Billy Dee Williams approached Lando Calrissian, his character in The Empire Strikes Back, as a swaggering intergalactic buccaneer. “When I got the cape, that sort of solidified it,” Billy tells Closer. “I started thinking of him as a swashbuckler — devoid of all of the discussions about race. I wanted to create a bigger-than-life character.”

An actor, artist and author, Billy, 87, has been leading a very large life, starting from his childhood in New York’s Harlem neighborhood. “Even at my age, I continue to stay open and childlike,” he says. “I’m still embracing and understanding life.” The performer, who was honored at the TCM Classic Film Festival, recently released his memoir, What Have We Here? Portraits of a Life.

What was your childhood like?

“I had a really wonderful upbringing in New York City, on 110th Street between Lenox and Fifth avenues, right across the street from Central Park. Mommy, Daddy, Grandmommy, me and my twin sister, Lady. They are the ones that shaped my life. My sister was eight minutes older than me. Lady was her nickname. We had a great relationship.”

You started acting at age 7. How did that come about?

“My mom was interested in becoming a movie star — she studied opera for many, many years. She was working in New York for Ben Boyer and Max Gordon, who were producers and theater managers. They were putting on this musical called The Firebrand of Florence and they needed a little boy. So she had me audition. They had me walk across the stage two times, but because I was so enamored, I decided I wanted to walk across the third time. So at that point, I started crying. I’ve always said that I cried my way into show business!”

Did you ever want to follow in your mother’s footsteps as a singer?

“When I was a little boy I did. And later on, when I was in A Taste of Honey on Broadway, I sang [the title song] to Joan Plowright. In 1961, I did an album called Let’s Misbehave With Billy Dee Williams.”

You studied acting with Sidney Poitier. That must have been thrilling.

“He was teaching classes just as he was about to have a big success in movies. I was part of the young people who were his students at the time. We were all a part of the Stanislavski school of acting — Method acting. He was a real proponent of that approach. He was about 10 years older than us, and we had tremendous admiration for him.”

Billy Dee Williams on How He Cried His Way Into Show Business
Presley Ann/Getty Images for TCM

You also studied painting. Were you more drawn to performing or fine arts?

“My whole life has revolved around the arts since I was a child. So I don’t know, I just did what I did. I didn’t think so much about wanting to be, I was just someone who’s simply being. I studied painting at the National Academy of Fine Arts and Design, where I spent two years. [During that time] I managed to get extra work on television.”

What do you remember about your big break in the TV movie Brian’s Song with James Caan?

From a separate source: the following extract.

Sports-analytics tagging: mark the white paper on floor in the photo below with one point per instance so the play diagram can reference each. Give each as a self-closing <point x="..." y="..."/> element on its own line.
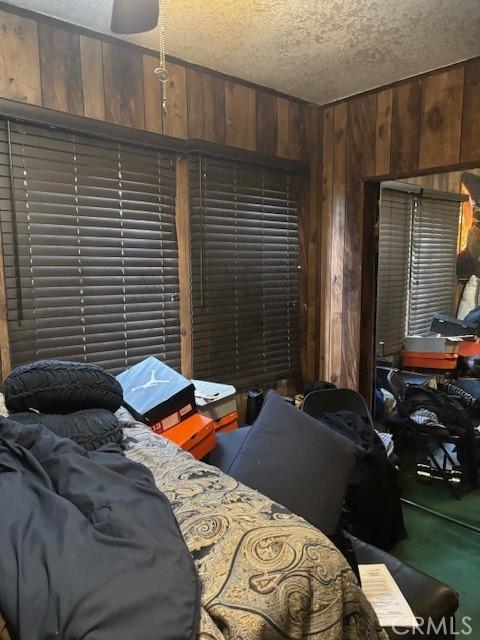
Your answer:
<point x="385" y="596"/>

“Lou Gossett was slated to play my character, but he injured himself playing basketball. I auditioned. When Jimmy Caan and I met, we had a great chemistry. It was just before he filmed The Godfather. [Brian’s Song] was a perfect film. It was a beautiful love story between two people who aren’t gay.”
You and James were both nominated for an Emmy but didn’t win.

“We should have gotten it. They couldn’t make a decision about who they should give it to between the two of us, so they decided to give it to an English actor [Keith Michell] who did The Six Wives of Henry VIII, which I thought was stupid.”

That year, you also costarred with Diana Ross in the Billie Holiday biopic Lady Sings the Blues.

“We had a really wonderful time together. There was great chemistry between the two of us. That’s when I emerged as this romantic figure in movies. Nothing like that had ever happened before for a brown-skinned boy like me.”

You were called the Black Clark Gable. Were you flattered?

“It was OK, but I thought I was an original! I didn’t spend much time thinking about it. But interestingly enough, I would go to a supermarket and somebody would run up to me and say, ‘You’re the Black Clark Gable!’

You reunited with Diana for the film Mahogany in 1975.

“We had a nice time in Rome, Chicago and here in Hollywood. Diana was involved with [the film’s director] Berry [Gordy] at the time. I remember when Berry was directing the scene with the two of us kissing, he made sure that I didn’t kiss her for any length of time!”

You’ve been married to your wife, Teruko, since 1972. What’s your secret?

“We don’t see each other. [Laughs] Even in our house, she lives in her quarters and I live in mine. We meet along the way.”

Do you enjoy being a grandfather?

“I love it! When they were little, I thought about not being called ‘Grandpa’ but being called by my name instead. But then when I saw the kids, I said, ‘No, I’m Grandpa!’ There’s Finnegan, he’ll be 17 this fall. Lucy is 13. She’s a very good painter.”

Are you still painting?

“Not as much as I should be. I still do a lot of drawing. There’s another book that I’ve been wanting to do for over 20 years — a coffee-table book based on my life through my paintings.”

Is there anything else on your bucket list?

“I always have wanted to do Duke Ellington’s life story. I met him a couple of times, and I always felt like the only person who could really pull that one off with the right understanding of his sensibility would be me. He was a very charming man, and I think I am a master at that.”